The economics of airport lounges
I’m not surprised to see the Qantas lounge Hong Kong closed, and for that matter I never fully understood the purpose of the lounge in the first place. At outstations, airlines generally have two choices — they can operate their own lounge, or they can use a partner airline or contract lounge.
Generally there are a few considerations when deciding whether to open a lounge:
- Does the airline care about offering its “own” experience on the ground? Emirates is known for operating lounges at outstations even with limited service, because the airline cares about offering a consistent experience
- Is it cheaper to operate a lounge or send passengers elsewhere? Obviously the fixed costs of operating a lounge are high, but the alternative is paying for each passenger who accesses a partner lounge, and that can add up at a busy outstation
- How much revenue can be recouped through admitting others? Airlines take different approaches to this, but in some cases an airline can operate a lounge at a profit by participating in something like Priority Pass
In the case of the Qantas lounge Hong Kong, a few things come to mind:
- All Qantas premium cabin passengers and eligible elite members could also access Cathay Pacific lounges, given that both airlines belong to oneworld, and those lounges were largely superior; so it’s not like Qantas operating its own lounge was materially improving the passenger experience
- While Qantas had some agreements to sell access to its lounges, it certainly wasn’t going all the way in maximizing revenue, in the sense that the lounge didn’t partner with Priority Pass
- In other words, the lounge wasn’t a huge differentiator for the airline, and probably cost the airline a lot of money; with questions surrounding whether Hong Kong will ever see a full recovery in demand, I can see the motivation for closing this lounge
The way I view it, the only real loss with this change is the overall decrease in oneworld lounge capacity at the airport. Even though I rarely visited this lounge, I was happy others decided to visit the lounge, as it kept other oneworld lounges emptier.

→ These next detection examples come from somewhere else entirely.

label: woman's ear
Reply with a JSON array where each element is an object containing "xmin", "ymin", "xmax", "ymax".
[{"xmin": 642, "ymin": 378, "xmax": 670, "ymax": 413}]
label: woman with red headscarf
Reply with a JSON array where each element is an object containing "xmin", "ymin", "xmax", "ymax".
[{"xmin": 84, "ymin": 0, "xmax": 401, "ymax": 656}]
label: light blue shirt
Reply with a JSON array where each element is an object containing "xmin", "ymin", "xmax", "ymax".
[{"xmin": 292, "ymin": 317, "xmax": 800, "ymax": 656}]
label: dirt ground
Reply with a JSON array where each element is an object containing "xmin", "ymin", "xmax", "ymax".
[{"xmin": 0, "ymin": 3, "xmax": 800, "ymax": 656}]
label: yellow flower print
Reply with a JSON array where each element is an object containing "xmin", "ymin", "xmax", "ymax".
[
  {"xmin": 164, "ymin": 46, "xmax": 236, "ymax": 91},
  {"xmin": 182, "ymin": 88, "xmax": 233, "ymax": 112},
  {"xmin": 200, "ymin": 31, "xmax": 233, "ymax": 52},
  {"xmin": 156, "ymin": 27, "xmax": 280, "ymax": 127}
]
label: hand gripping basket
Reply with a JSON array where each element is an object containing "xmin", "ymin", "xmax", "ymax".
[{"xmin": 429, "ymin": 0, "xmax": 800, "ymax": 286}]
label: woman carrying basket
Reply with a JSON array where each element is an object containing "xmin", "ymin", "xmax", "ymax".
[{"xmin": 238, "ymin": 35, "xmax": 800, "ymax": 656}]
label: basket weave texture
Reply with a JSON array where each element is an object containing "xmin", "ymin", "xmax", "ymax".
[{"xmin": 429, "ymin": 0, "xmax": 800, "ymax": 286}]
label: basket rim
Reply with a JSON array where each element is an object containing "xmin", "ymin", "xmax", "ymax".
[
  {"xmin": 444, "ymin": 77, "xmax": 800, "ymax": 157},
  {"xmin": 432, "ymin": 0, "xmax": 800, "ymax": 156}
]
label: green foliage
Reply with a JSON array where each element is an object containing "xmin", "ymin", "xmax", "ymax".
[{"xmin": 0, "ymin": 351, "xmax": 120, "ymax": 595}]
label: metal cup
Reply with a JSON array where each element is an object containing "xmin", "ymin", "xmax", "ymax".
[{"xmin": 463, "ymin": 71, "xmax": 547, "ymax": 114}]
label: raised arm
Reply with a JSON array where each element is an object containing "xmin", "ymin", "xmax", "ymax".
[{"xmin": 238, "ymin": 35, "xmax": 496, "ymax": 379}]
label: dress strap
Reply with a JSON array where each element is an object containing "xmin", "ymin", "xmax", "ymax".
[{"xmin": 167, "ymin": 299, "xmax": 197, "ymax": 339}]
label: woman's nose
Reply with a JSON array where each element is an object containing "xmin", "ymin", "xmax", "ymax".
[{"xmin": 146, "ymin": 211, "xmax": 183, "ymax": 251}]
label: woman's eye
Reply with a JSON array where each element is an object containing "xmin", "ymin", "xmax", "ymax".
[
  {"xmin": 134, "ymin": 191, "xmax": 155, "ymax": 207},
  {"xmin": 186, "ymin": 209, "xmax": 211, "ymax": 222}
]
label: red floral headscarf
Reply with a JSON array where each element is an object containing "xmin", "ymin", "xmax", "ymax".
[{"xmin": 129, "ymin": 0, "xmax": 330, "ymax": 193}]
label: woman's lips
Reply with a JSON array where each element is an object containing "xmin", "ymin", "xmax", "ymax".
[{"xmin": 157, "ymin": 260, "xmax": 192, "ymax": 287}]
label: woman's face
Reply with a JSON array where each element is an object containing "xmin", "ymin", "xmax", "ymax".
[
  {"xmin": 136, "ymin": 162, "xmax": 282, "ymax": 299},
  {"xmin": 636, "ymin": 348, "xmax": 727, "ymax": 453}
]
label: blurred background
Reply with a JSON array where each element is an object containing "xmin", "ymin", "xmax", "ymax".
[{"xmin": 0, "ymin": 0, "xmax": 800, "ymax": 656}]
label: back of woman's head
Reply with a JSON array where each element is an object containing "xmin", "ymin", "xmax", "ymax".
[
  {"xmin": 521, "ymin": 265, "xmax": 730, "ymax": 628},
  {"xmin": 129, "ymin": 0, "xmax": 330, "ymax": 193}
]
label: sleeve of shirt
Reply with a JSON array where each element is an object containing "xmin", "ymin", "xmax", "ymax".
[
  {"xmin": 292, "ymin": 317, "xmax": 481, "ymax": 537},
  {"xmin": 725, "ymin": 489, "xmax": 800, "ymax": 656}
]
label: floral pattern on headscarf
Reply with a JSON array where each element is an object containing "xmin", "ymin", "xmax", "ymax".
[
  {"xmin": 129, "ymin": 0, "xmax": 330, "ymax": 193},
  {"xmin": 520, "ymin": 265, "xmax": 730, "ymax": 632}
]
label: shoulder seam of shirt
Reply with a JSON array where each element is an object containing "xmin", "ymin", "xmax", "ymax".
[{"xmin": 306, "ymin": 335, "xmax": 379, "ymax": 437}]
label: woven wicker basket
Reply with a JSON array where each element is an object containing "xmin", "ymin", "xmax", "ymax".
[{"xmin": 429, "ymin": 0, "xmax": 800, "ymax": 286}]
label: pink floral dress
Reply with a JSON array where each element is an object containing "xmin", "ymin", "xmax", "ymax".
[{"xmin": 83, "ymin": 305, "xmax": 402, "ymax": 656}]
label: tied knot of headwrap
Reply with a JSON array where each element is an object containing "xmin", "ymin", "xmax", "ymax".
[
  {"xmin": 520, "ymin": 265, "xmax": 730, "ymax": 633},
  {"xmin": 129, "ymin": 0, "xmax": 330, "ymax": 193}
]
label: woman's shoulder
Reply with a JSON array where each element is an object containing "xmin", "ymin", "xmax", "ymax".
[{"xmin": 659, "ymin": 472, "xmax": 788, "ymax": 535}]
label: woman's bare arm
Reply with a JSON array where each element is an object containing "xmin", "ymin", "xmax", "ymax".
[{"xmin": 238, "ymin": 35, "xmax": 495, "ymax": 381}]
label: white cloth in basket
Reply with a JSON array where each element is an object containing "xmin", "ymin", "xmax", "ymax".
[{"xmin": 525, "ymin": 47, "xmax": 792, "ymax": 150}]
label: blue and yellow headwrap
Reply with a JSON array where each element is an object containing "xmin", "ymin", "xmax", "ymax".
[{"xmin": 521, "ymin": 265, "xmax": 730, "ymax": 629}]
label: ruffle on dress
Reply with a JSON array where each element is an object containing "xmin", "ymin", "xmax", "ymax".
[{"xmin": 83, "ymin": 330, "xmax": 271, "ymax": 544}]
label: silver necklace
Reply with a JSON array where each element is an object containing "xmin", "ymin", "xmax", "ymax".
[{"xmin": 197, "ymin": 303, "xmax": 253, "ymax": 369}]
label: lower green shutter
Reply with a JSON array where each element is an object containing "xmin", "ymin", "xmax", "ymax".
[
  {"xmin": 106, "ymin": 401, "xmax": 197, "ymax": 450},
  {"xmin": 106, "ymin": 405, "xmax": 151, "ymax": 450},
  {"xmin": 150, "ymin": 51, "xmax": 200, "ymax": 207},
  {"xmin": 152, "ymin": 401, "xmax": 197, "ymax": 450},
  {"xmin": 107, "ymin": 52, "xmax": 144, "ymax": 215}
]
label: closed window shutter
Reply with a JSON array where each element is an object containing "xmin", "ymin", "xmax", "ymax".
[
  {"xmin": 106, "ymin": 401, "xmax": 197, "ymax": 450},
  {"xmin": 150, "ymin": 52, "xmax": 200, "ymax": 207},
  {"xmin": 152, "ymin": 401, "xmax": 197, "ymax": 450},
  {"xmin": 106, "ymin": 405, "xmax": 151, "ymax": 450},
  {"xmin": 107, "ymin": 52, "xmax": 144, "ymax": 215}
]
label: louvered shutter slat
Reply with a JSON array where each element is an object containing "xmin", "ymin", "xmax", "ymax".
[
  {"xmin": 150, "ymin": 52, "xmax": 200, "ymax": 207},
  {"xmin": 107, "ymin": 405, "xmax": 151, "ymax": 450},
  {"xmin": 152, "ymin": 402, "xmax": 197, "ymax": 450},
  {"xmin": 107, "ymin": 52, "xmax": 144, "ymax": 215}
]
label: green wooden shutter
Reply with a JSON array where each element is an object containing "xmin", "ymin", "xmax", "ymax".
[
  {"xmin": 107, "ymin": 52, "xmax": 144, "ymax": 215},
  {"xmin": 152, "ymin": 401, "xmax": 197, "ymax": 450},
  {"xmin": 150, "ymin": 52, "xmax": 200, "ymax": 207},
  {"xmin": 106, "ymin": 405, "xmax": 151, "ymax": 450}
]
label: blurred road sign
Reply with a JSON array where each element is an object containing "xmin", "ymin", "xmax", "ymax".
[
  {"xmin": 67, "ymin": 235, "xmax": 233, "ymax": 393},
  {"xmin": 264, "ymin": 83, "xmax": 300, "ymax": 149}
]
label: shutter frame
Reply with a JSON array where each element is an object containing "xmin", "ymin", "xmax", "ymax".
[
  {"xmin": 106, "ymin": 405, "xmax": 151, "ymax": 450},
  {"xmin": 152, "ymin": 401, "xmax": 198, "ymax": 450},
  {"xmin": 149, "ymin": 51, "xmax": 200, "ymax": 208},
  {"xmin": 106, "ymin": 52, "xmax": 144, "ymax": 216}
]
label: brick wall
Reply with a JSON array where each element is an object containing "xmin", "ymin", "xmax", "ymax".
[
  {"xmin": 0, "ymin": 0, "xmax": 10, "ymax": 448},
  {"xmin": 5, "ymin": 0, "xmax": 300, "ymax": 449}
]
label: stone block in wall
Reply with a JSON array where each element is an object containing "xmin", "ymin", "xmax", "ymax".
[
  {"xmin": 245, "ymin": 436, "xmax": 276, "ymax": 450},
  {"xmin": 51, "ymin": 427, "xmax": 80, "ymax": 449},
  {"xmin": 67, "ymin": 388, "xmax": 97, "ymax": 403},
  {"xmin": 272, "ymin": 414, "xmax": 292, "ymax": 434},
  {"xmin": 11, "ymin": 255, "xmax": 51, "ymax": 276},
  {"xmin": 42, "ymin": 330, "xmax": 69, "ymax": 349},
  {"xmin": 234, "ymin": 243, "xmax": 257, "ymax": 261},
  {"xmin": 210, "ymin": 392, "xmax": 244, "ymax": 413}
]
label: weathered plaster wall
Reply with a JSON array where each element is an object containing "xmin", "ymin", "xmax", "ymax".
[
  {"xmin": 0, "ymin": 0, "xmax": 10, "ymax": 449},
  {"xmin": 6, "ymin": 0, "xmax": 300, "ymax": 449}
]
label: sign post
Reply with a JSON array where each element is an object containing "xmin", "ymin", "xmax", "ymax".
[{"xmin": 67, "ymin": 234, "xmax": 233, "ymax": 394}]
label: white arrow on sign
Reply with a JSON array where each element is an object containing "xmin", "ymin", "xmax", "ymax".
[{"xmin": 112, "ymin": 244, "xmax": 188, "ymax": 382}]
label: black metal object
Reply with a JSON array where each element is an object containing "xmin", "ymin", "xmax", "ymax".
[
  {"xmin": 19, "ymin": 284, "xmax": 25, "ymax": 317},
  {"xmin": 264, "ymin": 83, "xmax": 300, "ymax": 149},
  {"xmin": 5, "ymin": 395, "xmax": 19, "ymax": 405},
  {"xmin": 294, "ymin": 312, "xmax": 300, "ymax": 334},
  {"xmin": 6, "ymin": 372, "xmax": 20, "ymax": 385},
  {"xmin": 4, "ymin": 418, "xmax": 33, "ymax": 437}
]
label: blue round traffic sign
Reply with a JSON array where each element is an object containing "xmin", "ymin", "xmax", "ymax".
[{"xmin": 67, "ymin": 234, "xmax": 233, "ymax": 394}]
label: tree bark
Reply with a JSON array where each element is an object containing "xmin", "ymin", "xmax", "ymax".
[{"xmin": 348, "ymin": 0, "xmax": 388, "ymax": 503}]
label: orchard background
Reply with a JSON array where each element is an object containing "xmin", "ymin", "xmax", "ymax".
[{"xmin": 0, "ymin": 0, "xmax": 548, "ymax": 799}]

The Qantas lounge Hong Kong will be closing permanently, and Qantas passengers will instead be directed to Cathay Pacific lounges (which they’ve had access to all along). Ultimately this decision probably makes sense — unfortunately on some level it reflects that Hong Kong may never fully recover to what it was several years ago, or at least if it does, it’ll be a very long time.
What do you make of Qantas closing its Hong Kong lounge?